Фосетт не сумел дать описания нападавшего или нападавших, однако он полагает, что преступников было несколько. Когда несчастный пришел в себя, от воров уже не осталось и следа, не считая зажженной свечи, стоявшей на полу коридора. Хранилище, однако, было открыто, и есть опасения, что похищено могло быть содержимое многих сундуков с серебром, а также прочие ценности, оказавшиеся там в преддверии пасхального исхода, с расчетом на который воры, очевидно, и действовали. В обычные банковские ячейки они даже не заглядывали. Предполагается, что воры проникли в банк и скрылись из него через угольный подвал, также расположенный в подвальном этаже. На данный момент полиция все еще никого не арестовала».
Я сидел практически парализованный этой ужасной новостью, и, клянусь, даже в сильнейшем жаре парной я весь покрылся холодным потом. Кроушей! Разумеется, Кроушей! Кроушей вновь шел по следу Раффлса и его награбленного добра! И вновь я винил в этом самого Раффлса: его предупреждение пришло слишком поздно; он сразу должен был отправить мне телеграмму, чтобы я вообще не вез сундук в банк. Надо было быть безумцем, чтобы хранить сокровища столь неудобным и очевидным способом. Поделом будет Раффлсу, если именно этот сундук и был похищен ворами.
Но когда я задумался о характере его сокровища, то просто содрогнулся. Это была куча ценностей, добытых преступным путем. Предположим, что его сундук действительно опустошили, забыв в нем всего одну серебряную вещичку. Одной этой вещички, попадись она кому-нибудь на глаза, будет достаточно, чтобы отправить Раффлса в дальние края прозябать во мраке каторги! Кроушей был вполне способен на это – коварно спланировать месть и осуществить ее без угрызений совести и сожаления.
У меня был всего один путь. Я должен был следовать инструкциям до последней буквы и либо вернуть сундук, невзирая на опасность, либо быть схваченным при попытке. Если бы только Раффлс оставил мне адрес, на который я мог бы отправить телеграмму с предупреждением! Однако смысла размышлять об этом не было. Что бы ни случилось, до четырех часов оставалось достаточно времени – еще не было даже трех. Я пребывал в решимости закончить свое купание, получив от него все возможное удовольствие. Кто знает, возможно, оно было для меня последним на долгие годы?
Впрочем, я уже утратил способность наслаждаться даже турецкой баней. Я пребывал в слишком сильном нетерпении, чтобы полноценно вымыться шампунем, и был слишком не в духе для ныряния в бассейн. Я машинально встал на весы, поскольку всегда так делал, однако я забыл дать служителю шестипенсовик и пришел в себя только после того, как услышал нотки укора в его прощании. И мой диван в комнате отдыха – мой любимый диван в любимом уголке, который я в предвкушении удовольствия от отдохновения на нем зарезервировал сразу же, как только вошел в баню, – превратился в терновое ложе, где меня преследовали видения нар, на которых я вскоре мог очутиться!

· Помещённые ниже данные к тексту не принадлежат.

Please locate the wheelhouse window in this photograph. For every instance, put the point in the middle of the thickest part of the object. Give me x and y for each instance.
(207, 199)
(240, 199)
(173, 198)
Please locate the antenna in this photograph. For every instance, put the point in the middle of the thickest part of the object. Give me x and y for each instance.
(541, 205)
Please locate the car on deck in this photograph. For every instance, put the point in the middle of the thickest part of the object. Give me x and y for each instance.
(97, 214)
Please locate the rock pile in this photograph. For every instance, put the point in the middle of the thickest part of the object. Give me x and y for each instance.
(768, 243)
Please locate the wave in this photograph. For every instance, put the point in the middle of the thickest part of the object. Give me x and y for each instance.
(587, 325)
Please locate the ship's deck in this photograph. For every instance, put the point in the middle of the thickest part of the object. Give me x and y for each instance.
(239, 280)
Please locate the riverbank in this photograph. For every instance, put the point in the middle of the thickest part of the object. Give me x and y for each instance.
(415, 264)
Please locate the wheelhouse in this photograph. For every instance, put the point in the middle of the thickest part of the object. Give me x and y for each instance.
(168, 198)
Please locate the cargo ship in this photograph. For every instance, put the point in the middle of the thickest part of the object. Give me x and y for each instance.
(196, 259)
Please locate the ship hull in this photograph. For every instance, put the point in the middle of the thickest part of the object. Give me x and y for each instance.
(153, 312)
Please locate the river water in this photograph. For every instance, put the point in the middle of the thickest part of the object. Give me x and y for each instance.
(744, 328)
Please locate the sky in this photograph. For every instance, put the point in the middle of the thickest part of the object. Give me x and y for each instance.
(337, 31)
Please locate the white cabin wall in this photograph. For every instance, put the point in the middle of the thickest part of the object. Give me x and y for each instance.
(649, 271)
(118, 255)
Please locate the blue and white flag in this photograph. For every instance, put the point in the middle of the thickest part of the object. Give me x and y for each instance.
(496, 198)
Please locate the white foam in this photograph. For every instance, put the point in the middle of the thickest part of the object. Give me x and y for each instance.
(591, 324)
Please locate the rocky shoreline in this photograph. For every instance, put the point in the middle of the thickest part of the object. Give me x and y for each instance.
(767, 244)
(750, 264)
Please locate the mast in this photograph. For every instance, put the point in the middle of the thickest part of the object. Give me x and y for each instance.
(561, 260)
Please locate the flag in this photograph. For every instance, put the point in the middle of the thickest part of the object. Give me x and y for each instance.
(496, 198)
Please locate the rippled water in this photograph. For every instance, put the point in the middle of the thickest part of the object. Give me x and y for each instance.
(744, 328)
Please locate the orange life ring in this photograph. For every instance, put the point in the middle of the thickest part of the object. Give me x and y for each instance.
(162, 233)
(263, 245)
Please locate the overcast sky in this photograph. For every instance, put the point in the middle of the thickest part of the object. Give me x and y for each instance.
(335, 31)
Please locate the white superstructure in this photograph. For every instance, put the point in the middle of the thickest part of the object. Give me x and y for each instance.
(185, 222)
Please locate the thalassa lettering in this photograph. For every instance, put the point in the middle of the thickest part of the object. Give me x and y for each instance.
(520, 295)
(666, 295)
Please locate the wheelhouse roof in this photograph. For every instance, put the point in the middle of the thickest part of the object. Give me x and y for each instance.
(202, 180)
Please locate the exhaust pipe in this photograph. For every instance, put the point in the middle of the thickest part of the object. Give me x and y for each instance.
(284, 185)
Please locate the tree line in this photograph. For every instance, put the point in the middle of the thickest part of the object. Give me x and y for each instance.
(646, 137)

Следует добавить, что я услышал, как кражу обсуждали купальщики, сидевшие на соседних диванах; я прислушивался к их разговорам до самого своего ухода, но вновь был разочарован, поскольку лишь зря затаил дыхание. Таким был этот ужасный час, который, впрочем, больше ничего не усугубляло. И лишь когда я уже ехал на Слоун-стрит, читая пестревшие повсюду объявления, в одном из них я заметил намек на то, что роковой час, который я с мрачной решимостью готов был встретить, наконец настал.

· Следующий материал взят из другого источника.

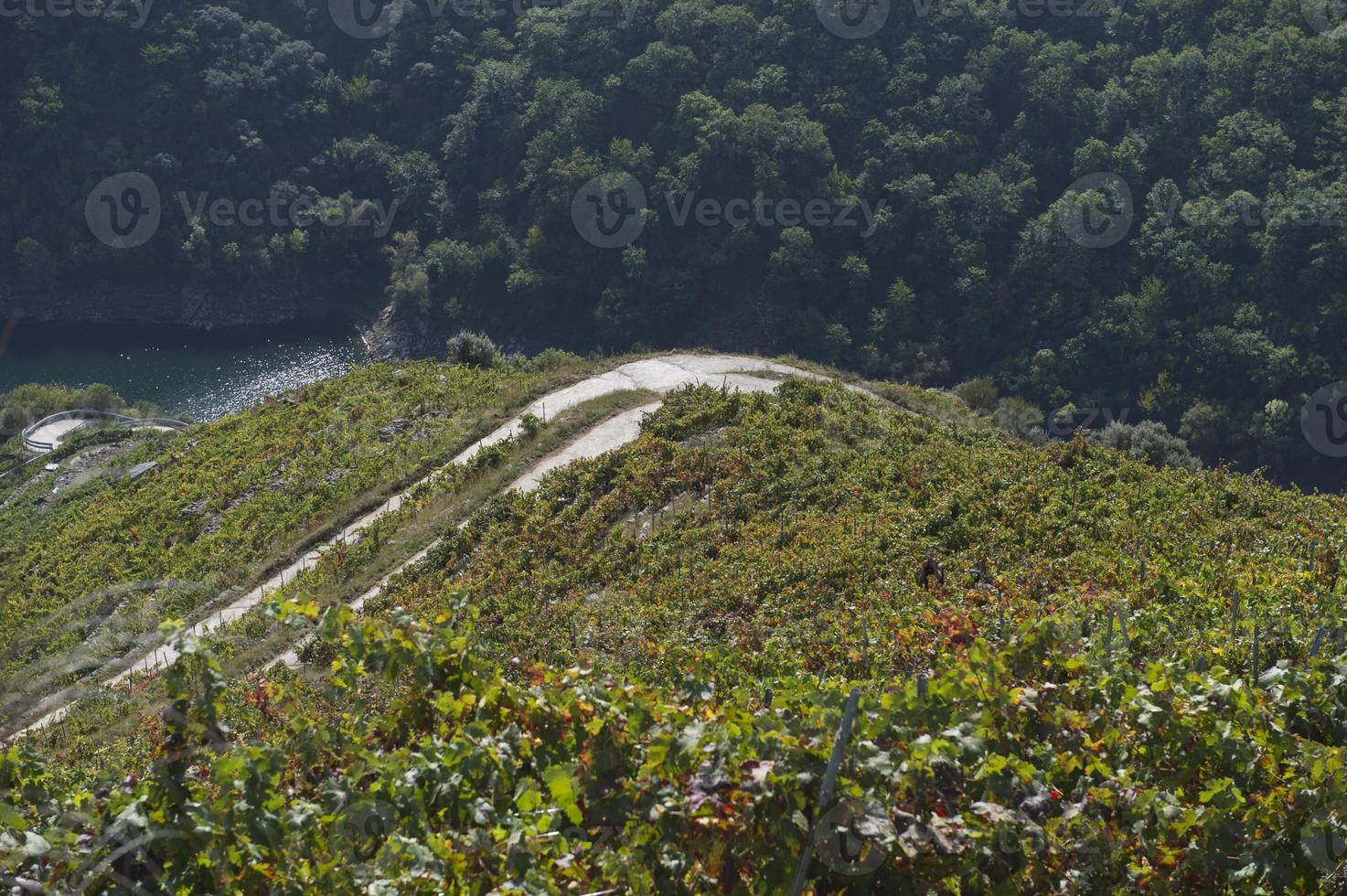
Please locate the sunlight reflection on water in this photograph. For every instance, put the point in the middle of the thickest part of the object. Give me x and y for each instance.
(193, 381)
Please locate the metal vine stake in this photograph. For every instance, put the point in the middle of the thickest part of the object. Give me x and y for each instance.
(830, 779)
(1319, 640)
(1255, 663)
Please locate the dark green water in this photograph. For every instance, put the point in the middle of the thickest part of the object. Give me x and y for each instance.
(190, 376)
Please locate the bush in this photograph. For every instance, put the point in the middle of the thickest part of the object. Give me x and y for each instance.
(979, 394)
(473, 349)
(1019, 417)
(1148, 441)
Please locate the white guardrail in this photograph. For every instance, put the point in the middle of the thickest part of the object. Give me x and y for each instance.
(107, 417)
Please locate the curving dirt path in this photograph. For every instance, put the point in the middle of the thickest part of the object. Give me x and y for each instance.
(659, 375)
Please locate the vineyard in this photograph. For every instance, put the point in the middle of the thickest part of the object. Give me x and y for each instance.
(780, 640)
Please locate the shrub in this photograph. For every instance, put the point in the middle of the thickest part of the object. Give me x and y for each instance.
(1148, 441)
(473, 349)
(979, 394)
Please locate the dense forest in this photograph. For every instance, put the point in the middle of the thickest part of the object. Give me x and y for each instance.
(1133, 207)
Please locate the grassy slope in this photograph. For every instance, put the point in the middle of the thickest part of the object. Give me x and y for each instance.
(232, 497)
(1050, 750)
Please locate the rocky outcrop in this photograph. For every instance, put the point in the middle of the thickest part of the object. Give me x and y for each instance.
(401, 333)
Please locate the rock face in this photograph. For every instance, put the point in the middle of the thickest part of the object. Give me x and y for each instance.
(196, 306)
(401, 333)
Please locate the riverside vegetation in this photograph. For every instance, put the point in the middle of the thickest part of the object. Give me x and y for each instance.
(631, 678)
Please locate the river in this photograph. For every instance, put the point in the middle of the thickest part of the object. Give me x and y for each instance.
(194, 378)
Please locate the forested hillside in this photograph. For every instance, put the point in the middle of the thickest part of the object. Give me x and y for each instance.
(1074, 673)
(1193, 276)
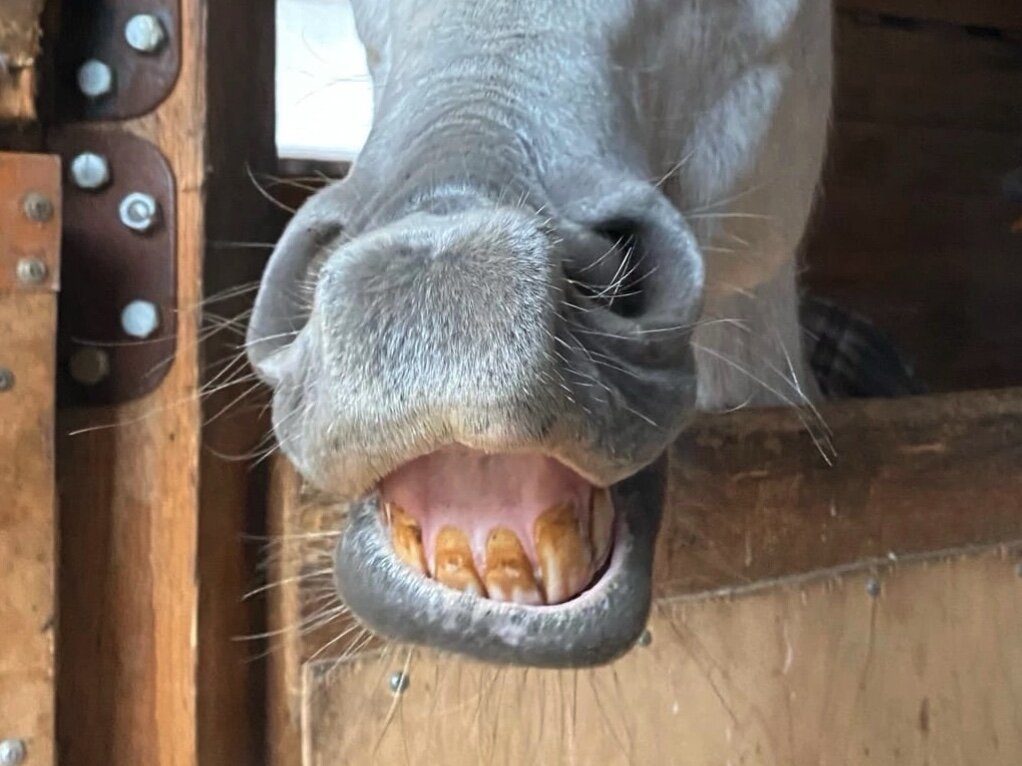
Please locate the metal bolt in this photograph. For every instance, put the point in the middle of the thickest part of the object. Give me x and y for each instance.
(11, 752)
(89, 366)
(90, 171)
(38, 206)
(399, 682)
(140, 319)
(139, 211)
(95, 79)
(144, 33)
(31, 271)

Ситуация в расположенном на Слоун-стрит отделении Городского и пригородного банка уже начинала напоминать паническое бегство. Подъезжая, я заметил, как от банка отъезжал другой кэб с увесистым сундуком, а внутри самого банка какая-то леди устроила душераздирающую сцену. Радушному клерку, хохотавшему над моими шутками за день до этого, теперь было положительно не до этого. Напротив, он встретил меня довольно грубо.
– Я ждал вас весь день, – сказал он. – Не нужно выглядеть таким бледным.
– Он в безопасности?
– Этот ваш Ноев ковчег? Да, как я слышал, их прервали как раз в тот момент, когда они до него добрались, и больше они не возвращались.

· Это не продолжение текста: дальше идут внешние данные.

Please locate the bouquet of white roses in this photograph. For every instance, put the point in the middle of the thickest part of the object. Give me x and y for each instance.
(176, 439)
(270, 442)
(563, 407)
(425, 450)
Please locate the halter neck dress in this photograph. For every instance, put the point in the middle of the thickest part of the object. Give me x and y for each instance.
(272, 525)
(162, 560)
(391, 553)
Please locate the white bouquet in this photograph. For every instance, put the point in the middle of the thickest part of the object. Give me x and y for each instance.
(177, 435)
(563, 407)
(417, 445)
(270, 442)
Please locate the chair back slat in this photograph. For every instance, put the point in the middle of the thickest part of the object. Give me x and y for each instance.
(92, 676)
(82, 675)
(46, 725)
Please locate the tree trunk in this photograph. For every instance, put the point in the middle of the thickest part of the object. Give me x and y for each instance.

– То есть его даже не открывали?
– Только собирались, полагаю.
– Слава богу!
– Возможно, вам есть за что Его благодарить, но не нам, – проворчал клерк. – Заведующий говорит, что именно ваш сундук мог стать причиной всего этого.
– Как такое могло случиться? – спросил я нервно.
– Его могли заметить на крыше кэба примерно за милю до банка и проследить за ним, – пояснил клерк.
– Заведующий хочет меня видеть? – спросил я смело.
– Только если вы сами этого хотите, – последовал резкий ответ. – Он возился с остальными весь день, и никто из них не отделался так легко, как вы.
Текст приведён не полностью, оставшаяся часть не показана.